En 1286, Duccio est à nouveau payé par la municipalité de Sienne pour décorer des livres, une activité qu’il poursuit pendant au moins une autre décennie, tandis qu’en 1295, il fait partie d’une commission chargée de choisir l’emplacement de la Fonte d’Ovile, un important réservoir situé aux portes de Sienne et qui devait approvisionner la ville en eau. À partir de 1296, il s’absente de Sienne pendant quelques années, mais nous ne savons pas où il est allé : certains supposent qu’il a pu se rendre à Paris pendant cette période, bien qu’il n’y ait aucune certitude à ce sujet (pour beaucoup, en fait, il s’agit d’une hypothèse tout à fait invraisemblable). Quoi qu’il en soit, en 1302, Duccio réapparaît à Sienne, où il restera jusqu’à la fin de sa vie. En plus de recevoir encore diverses sanctions administratives, il est payé la même année pour une Majesté qui n’est pas parvenue jusqu’à nous. En 1308, Jacopo de’ Marescotti, Operaio del Duomo di Siena, lui commande ce qui est probablement considéré comme le plus grand chef-d’œuvre de Duccio, la Maestà pour le Duomo, aujourd’hui conservée au Museo dell’Opera del Duomo di Siena. Duccio acheva la Maestà en 1311 : le 9 juin de cette année-là, une procession solennelle l’accompagna jusqu’au maître-autel du Dôme. Duccio fut également actif dans les dernières années de sa vie : certains spécialistes lui attribuent la fresque de la Consegna del castello di Giuncarico, découverte dans les années 1980 dans la Sala del Mappamondo du Palazzo Pubblico de Sienne et datée de 1314, tandis qu’en 1316, il peignit la splendide Maestà du Dôme de Massa Marittima. L’artiste meurt probablement à Sienne en 1318 : en 1319, en effet, ses fils refusent son héritage, Duccio étant très endetté.

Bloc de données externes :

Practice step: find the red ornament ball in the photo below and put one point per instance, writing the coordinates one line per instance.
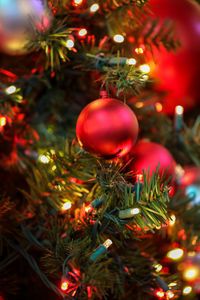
(148, 155)
(107, 128)
(178, 73)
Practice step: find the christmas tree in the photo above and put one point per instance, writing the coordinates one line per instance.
(99, 149)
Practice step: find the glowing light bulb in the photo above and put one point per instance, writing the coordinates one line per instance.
(69, 43)
(187, 290)
(44, 159)
(179, 110)
(76, 3)
(172, 220)
(131, 61)
(107, 243)
(139, 104)
(158, 106)
(64, 285)
(169, 294)
(88, 208)
(158, 267)
(145, 68)
(175, 254)
(67, 205)
(94, 7)
(135, 211)
(118, 38)
(139, 177)
(11, 90)
(82, 32)
(139, 50)
(191, 273)
(2, 121)
(171, 284)
(160, 293)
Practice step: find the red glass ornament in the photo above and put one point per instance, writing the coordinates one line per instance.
(178, 73)
(148, 155)
(107, 128)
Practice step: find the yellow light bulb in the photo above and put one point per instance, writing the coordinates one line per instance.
(179, 110)
(94, 7)
(175, 254)
(131, 61)
(44, 159)
(11, 90)
(118, 38)
(145, 68)
(187, 290)
(191, 273)
(67, 205)
(69, 43)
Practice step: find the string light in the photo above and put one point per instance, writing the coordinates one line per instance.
(191, 273)
(172, 284)
(158, 106)
(145, 68)
(44, 159)
(169, 294)
(179, 110)
(67, 205)
(107, 243)
(69, 43)
(178, 120)
(11, 90)
(187, 290)
(175, 254)
(131, 61)
(64, 285)
(158, 267)
(82, 32)
(139, 104)
(172, 220)
(118, 38)
(2, 121)
(94, 7)
(160, 293)
(139, 50)
(76, 3)
(128, 213)
(101, 250)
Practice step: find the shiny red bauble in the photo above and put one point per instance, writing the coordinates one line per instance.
(178, 73)
(107, 128)
(148, 155)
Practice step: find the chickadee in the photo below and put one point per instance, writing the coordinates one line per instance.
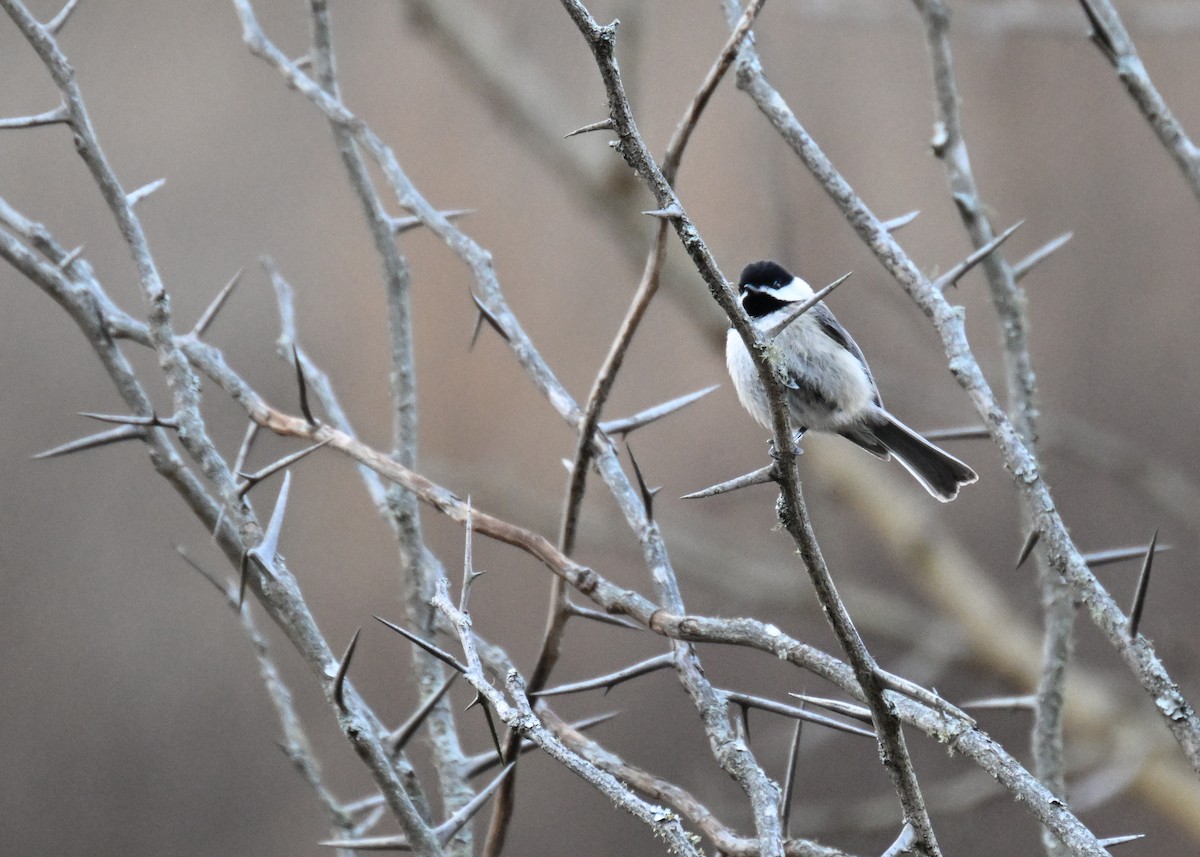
(828, 384)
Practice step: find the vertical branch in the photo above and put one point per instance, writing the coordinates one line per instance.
(1114, 41)
(419, 568)
(606, 377)
(1063, 555)
(180, 379)
(1059, 610)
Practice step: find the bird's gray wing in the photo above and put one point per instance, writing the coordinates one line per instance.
(833, 329)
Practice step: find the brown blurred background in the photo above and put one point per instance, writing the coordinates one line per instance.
(132, 719)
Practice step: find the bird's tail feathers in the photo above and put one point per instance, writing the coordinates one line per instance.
(940, 472)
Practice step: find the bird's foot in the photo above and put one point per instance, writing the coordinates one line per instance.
(796, 445)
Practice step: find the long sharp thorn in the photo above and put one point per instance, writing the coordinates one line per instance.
(486, 761)
(342, 669)
(303, 383)
(960, 433)
(59, 114)
(1101, 35)
(397, 739)
(1038, 256)
(904, 843)
(628, 424)
(1024, 702)
(441, 654)
(247, 443)
(65, 262)
(790, 778)
(447, 829)
(796, 713)
(901, 221)
(837, 706)
(647, 492)
(485, 315)
(253, 479)
(491, 729)
(124, 432)
(952, 276)
(760, 477)
(671, 211)
(611, 679)
(54, 24)
(204, 573)
(468, 571)
(265, 550)
(135, 197)
(401, 225)
(1120, 840)
(1117, 555)
(598, 616)
(397, 843)
(153, 420)
(1139, 599)
(1031, 541)
(205, 319)
(807, 305)
(243, 579)
(603, 125)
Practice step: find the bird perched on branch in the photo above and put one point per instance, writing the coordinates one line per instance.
(828, 385)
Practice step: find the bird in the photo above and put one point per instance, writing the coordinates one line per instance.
(828, 385)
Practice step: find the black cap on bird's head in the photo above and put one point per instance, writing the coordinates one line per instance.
(766, 275)
(760, 287)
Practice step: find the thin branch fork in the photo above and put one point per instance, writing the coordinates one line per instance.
(1105, 613)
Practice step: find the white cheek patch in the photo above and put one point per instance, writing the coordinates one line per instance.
(795, 291)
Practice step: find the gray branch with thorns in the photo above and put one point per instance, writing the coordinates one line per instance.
(888, 708)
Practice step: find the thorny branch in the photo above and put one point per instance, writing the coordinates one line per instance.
(1012, 309)
(1061, 551)
(217, 498)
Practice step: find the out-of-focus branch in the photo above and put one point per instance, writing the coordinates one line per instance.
(996, 636)
(1063, 556)
(1111, 37)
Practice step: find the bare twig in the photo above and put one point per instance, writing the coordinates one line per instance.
(1111, 37)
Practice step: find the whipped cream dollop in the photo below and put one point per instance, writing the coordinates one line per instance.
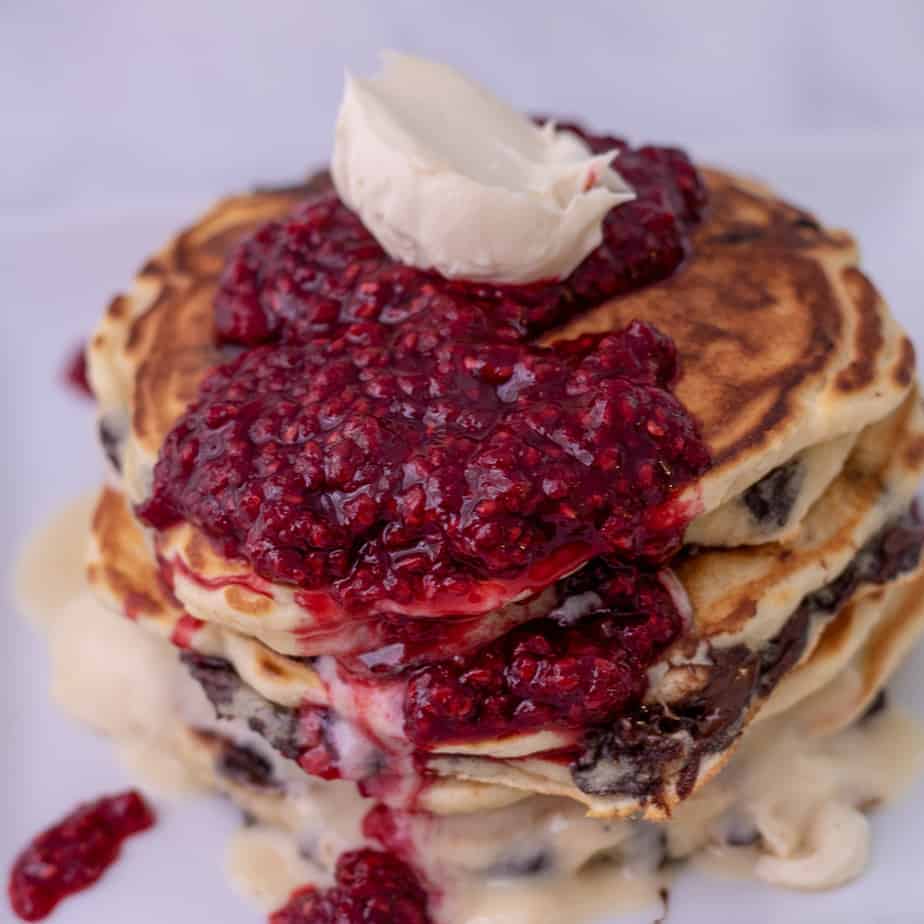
(448, 177)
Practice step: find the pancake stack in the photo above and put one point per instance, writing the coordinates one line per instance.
(800, 574)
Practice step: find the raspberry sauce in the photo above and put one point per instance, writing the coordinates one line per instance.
(392, 441)
(74, 854)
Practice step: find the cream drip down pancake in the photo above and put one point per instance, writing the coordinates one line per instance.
(527, 578)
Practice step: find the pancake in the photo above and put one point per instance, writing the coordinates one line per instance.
(732, 592)
(784, 346)
(849, 769)
(742, 601)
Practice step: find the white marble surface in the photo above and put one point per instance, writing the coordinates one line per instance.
(120, 120)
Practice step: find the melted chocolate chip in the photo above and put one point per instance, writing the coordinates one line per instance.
(639, 754)
(243, 765)
(744, 234)
(233, 699)
(111, 437)
(531, 864)
(771, 500)
(878, 705)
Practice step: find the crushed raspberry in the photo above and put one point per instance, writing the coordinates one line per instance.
(75, 373)
(580, 666)
(371, 888)
(394, 441)
(73, 854)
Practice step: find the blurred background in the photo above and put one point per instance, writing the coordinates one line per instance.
(108, 104)
(121, 119)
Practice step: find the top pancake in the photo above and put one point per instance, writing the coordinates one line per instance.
(785, 345)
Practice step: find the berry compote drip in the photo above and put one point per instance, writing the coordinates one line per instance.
(371, 887)
(73, 854)
(569, 670)
(390, 440)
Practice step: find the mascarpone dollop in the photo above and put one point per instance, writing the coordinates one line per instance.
(450, 178)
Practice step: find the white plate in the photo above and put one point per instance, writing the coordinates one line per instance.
(54, 283)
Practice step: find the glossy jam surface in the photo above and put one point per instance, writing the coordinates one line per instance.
(581, 665)
(371, 888)
(391, 439)
(75, 853)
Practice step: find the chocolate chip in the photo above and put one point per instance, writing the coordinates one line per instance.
(771, 500)
(531, 864)
(878, 705)
(111, 437)
(242, 764)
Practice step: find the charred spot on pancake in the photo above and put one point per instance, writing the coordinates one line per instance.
(243, 765)
(771, 500)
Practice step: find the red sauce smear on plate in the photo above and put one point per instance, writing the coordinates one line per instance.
(74, 854)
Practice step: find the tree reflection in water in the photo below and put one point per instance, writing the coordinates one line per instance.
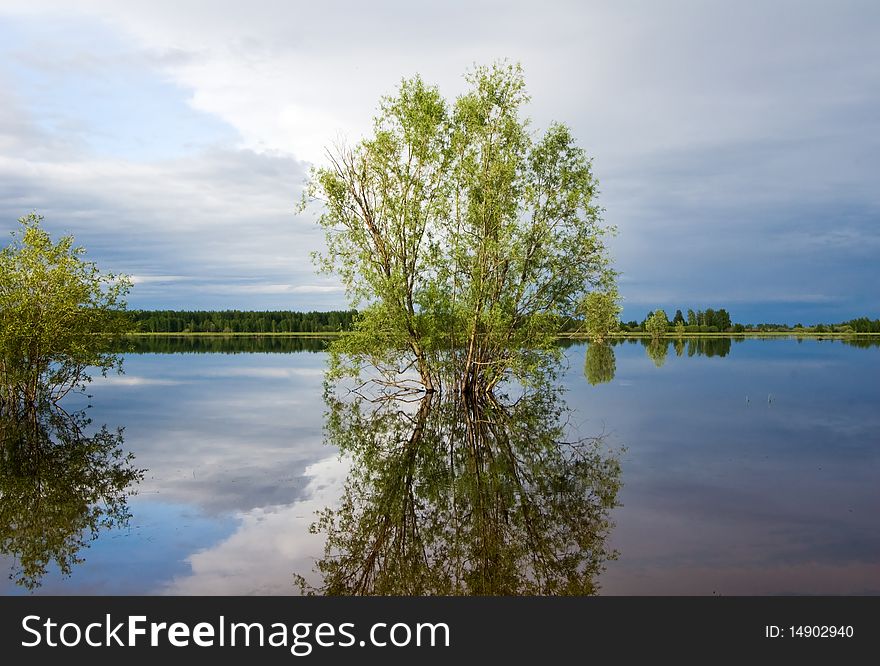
(58, 488)
(473, 494)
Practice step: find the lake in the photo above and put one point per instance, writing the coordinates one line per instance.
(745, 467)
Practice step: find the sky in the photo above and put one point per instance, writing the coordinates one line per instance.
(737, 145)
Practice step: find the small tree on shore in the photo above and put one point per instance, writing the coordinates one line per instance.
(601, 314)
(58, 316)
(657, 324)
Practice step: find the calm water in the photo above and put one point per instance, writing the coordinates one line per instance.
(748, 467)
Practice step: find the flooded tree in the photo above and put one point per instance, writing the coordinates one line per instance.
(468, 237)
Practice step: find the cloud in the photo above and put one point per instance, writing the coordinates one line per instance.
(735, 144)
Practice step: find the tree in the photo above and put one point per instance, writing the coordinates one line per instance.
(600, 363)
(657, 324)
(58, 314)
(601, 312)
(468, 238)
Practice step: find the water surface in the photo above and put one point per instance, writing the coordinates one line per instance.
(748, 467)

Duccio di Buoninsegna, Madone de Crevole (1283-1284 ; tempera et or sur panneau, 89 x 60 cm ; Sienne, Museo dell'Opera del Duomo)
Duccio di Buoninsegna, Madone de Crevole (1283-1284 ; tempera et or sur panneau, 89 x 60 cm ; Sienne, Museo dell’Opera del Duomo)


Duccio di Buoninsegna, Vierge à l'enfant (vers 1300-1308 ; tempera et or sur panneau, 97 x 63 cm ; Pérouse, Galleria Nazionale dell'Umbria)
Duccio di Buoninsegna, Vierge à l’enfant (vers 1300-1308 ; tempera et or sur panneau, 97 x 63 cm ; Pérouse, Galleria Nazionale dell’Umbria)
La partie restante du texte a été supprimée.